ESTRANGEIRO — Retomemos então o raciocínio e há pouco: milhares de rivais disputam ao gênero real a honra dos cuidados que ele dispensa às cidades; para bem isolá-los é preciso, naturalmente, separá-los; e para tanto é que dissemos ser necessário um paradigma.
SÓCRATES, O JOVEM — Exatamente.
ESTRANGEIRO — Que paradigma poderíamos tomar, o qual, embora curto, pela sua analogia com as operações da política nos permitisse encontrar, por comparação, o objeto que procuramos? Concordas, por Zeus, meu caro Sócrates, que na falta de melhor, tomemos a tecedura por exemplo? Se assim concordas, tomemos não toda e qualquer tecedura, mas somente a de lã: pode ser que somente ela baste para testemunhar o que nós procuramos.
SÓCRATES, O JOVEM — Por que não?
ESTRANGEIRO — E por que, tendo até aqui distinguido as diferentes partes para, a seguir, dividi-las, não procedemos agora da mesma forma relativamente à tecedura? E por que não havemos de tentar conhecê-la numa visão rápida, para voltarmos logo ao que nos é útil no momento?
SÓCRATES, O JOVEM — Que queres dizer?
ESTRANGEIRO — À medida que assim fizer, responderei à tua pergunta.

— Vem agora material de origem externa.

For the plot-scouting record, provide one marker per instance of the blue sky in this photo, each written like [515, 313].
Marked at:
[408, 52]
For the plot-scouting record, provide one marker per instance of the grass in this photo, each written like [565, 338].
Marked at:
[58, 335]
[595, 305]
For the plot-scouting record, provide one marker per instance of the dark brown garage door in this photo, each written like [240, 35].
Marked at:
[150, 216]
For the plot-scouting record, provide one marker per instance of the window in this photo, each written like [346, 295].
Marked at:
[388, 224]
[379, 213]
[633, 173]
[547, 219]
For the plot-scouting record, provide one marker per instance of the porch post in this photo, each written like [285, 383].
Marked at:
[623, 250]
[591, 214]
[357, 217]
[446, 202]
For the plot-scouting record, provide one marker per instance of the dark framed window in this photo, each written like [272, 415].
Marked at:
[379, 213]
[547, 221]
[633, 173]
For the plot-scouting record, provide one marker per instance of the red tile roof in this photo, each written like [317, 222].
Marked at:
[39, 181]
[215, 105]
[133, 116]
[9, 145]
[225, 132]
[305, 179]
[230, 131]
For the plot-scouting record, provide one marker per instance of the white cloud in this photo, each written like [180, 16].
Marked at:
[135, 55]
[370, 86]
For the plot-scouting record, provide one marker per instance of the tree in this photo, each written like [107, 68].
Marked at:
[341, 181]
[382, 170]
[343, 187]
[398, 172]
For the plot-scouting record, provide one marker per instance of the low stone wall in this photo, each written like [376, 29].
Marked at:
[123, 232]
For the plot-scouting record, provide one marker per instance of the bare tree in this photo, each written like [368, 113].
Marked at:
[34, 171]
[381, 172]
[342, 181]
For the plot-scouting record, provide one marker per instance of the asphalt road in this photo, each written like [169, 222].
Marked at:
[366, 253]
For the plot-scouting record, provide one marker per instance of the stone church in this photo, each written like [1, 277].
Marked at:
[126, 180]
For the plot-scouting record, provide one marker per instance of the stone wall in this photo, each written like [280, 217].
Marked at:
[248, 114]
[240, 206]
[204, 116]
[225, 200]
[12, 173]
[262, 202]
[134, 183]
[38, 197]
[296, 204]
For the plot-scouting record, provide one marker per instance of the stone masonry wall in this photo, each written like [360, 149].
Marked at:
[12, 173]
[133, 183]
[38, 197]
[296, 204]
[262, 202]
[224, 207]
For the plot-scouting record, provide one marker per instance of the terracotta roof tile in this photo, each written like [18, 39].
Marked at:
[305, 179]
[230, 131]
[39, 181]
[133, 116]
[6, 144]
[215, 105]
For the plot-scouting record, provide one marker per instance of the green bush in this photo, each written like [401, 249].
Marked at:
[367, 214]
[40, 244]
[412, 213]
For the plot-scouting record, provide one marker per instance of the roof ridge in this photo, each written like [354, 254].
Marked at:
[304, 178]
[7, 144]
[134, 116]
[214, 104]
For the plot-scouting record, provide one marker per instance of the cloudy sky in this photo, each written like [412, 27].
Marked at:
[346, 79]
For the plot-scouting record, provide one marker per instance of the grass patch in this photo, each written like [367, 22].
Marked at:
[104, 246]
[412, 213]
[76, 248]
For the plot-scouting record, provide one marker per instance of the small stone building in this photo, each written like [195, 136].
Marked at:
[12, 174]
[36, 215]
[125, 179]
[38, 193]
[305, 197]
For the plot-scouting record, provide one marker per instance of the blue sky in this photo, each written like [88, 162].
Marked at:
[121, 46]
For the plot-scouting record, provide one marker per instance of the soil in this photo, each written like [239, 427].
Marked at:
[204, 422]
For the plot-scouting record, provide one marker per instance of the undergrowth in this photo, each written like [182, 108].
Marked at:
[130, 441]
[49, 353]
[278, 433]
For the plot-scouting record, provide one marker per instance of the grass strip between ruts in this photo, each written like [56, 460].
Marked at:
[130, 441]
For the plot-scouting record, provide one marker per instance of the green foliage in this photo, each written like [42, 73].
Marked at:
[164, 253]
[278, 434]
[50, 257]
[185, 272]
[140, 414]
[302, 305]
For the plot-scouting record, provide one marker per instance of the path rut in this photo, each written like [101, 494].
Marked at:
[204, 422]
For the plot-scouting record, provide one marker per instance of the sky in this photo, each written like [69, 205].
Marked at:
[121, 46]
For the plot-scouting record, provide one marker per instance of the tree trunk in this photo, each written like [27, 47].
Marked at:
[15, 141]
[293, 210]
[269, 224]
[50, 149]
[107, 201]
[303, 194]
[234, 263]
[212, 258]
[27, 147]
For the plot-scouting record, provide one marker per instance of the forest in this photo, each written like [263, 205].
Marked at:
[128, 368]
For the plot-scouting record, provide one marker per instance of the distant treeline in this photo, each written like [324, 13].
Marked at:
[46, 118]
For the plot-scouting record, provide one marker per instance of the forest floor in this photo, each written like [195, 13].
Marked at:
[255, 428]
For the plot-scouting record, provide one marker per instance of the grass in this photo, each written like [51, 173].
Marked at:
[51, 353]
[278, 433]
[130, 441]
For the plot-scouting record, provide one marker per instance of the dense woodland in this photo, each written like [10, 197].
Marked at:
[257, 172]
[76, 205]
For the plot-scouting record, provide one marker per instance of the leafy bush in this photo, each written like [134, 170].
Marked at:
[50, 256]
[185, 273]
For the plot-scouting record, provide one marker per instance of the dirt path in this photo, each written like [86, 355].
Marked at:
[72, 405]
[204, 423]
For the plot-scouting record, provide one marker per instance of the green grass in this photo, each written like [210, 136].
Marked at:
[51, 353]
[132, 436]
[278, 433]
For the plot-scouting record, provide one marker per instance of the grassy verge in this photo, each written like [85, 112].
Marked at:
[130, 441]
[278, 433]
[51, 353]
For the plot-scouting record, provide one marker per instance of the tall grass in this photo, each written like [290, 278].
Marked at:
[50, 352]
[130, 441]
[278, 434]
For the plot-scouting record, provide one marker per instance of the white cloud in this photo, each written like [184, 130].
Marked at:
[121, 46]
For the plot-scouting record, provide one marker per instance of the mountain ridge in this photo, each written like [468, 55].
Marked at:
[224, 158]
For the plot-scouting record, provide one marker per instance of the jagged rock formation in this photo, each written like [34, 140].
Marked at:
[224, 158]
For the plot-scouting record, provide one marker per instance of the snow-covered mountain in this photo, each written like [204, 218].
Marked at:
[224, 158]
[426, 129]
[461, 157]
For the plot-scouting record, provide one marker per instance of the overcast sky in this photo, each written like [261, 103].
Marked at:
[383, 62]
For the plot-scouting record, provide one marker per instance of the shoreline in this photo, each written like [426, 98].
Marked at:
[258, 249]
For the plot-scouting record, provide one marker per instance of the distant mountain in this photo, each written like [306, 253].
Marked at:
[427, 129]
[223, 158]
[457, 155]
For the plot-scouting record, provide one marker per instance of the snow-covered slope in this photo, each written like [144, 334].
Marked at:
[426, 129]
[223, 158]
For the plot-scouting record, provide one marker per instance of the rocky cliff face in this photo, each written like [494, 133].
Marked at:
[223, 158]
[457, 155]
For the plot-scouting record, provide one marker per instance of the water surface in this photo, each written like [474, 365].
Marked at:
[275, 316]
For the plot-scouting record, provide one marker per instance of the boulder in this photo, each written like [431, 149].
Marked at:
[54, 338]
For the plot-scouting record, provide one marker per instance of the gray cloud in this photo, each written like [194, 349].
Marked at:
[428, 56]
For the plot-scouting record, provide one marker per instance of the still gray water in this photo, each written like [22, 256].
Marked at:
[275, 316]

SÓCRATES, O JOVEM — Disseste bem.
ESTRANGEIRO — Pois bem, tudo o que fazemos ou adquirimos nos serve ou como meio para alguma ação ou para prevenir-nos de algum sofrimento. Do que nos previne, há os antídotos divinos ou humanos, e há os meios de defesas. Dentre estas defesas, umas são armaduras de guerra, outras abrigos. Dos abrigos, uns são providências contra o frio e o calor, e dentre estes há os telhados e os tecidos. Os tecidos, por sua vez, ou servem como cobertas ou como vestimentas, e estas se compõem de uma ou de várias peças. As vestimentas de várias peças são costuradas ou não, e dentre as que não são costuradas umas são feitas de fibras de plantas e outras de pelos. Das que são feitas de pêlo, umas são ligadas com água e terra, e noutras os próprios pelos se entrelaçam. Ora, a estes meios de defesa, e a estes tecidos feitos de pelos que se ligam uns com os outros é que se deu o nome de vestimentas. Pois que demos o nome de política à arte que se ocupa da polis, daremos, da mesma forma a esta nova arte que se ocupa especialmente das vestimentas, atendendo ao seu objeto, o nome de arte vestimentária. Não poderemos dizer, então, que a tecedura, na medida em que ela é a parte mais importante na confecção da vestimenta, em nada se distingue da arte vestimentária, a não ser pelo nome, da mesma forma como a arte real só difere em nome da arte política?
SÓCRATES, O JOVEM — Sim, seria perfeitamente justo.